The Musk solution is limited to transport, where emissions can be reduced economically. Other emissions sources, such as steel production, will not be solved with the same mechanism, because no single company is going to suffer the competitive disadvantage of using clean tech.
Sucking carbon out of the atmosphere yourself will never be cheaper than letting other people do it, no matter what Elon's R&D departments do. We can't reach our climate coals without it.
If people are already buying something, like electricity or cars, then buying clean substitutes that are cheaper and better than older dirty products doesn't suffer from free rider effect.
Each person makes their own decision and gets more value with the clean option if it is better than the old product at what it does.

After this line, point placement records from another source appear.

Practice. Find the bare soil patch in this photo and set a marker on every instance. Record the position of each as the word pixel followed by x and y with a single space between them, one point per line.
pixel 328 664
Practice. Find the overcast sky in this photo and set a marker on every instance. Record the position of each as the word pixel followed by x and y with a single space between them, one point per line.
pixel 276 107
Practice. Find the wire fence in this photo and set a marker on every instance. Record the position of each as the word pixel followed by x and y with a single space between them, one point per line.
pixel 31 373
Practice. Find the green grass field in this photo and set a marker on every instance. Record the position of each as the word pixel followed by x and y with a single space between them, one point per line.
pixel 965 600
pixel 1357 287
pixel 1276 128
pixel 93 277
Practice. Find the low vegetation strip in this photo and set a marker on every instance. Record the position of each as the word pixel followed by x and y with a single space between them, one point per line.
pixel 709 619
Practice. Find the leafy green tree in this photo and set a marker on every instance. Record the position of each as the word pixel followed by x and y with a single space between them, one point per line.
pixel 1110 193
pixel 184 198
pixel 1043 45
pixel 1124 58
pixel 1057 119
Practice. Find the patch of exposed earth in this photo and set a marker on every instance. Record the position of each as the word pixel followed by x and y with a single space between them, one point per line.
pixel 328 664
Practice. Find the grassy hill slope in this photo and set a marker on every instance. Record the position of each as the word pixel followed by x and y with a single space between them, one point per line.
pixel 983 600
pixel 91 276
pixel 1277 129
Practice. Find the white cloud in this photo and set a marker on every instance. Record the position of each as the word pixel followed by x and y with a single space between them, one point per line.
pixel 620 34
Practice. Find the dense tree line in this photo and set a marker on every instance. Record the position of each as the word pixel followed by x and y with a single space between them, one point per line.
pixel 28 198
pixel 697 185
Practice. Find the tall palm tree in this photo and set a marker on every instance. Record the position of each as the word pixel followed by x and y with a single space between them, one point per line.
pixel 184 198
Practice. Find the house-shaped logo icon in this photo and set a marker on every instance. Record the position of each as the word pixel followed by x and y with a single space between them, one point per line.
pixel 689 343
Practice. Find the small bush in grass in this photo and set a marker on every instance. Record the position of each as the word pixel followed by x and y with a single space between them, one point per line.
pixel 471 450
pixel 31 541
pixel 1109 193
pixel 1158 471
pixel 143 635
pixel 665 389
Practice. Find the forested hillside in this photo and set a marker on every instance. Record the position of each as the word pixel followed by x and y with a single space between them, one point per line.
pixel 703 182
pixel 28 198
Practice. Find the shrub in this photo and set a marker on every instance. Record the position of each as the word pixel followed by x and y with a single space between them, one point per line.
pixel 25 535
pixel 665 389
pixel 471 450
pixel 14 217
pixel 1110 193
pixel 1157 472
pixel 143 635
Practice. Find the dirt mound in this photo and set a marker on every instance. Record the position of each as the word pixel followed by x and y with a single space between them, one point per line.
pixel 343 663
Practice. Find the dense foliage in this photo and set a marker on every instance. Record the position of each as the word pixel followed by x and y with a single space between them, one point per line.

The clean option takes over automatically thanks to individuals each looking out for themselves.
I used Musk's name as a short-hand for this approach targeting individual self interest because he has a very high profile in cleaner transport in the US. I did not mean to imply that Musk will somehow make CCS a desirable thing for individuals to buy. That's not possible.
Sucking carbon out of the atmosphere is not something that people get individual value from, or have been willing to pay for to date. So left to themselves, no-one would pay for it. That's why it needs co-ordinated action. Which we're not good at.
Yes, we can't reach climate goals without CCS. But it's going to be hard to scale up to approximately the same size as the global oil and gas industry.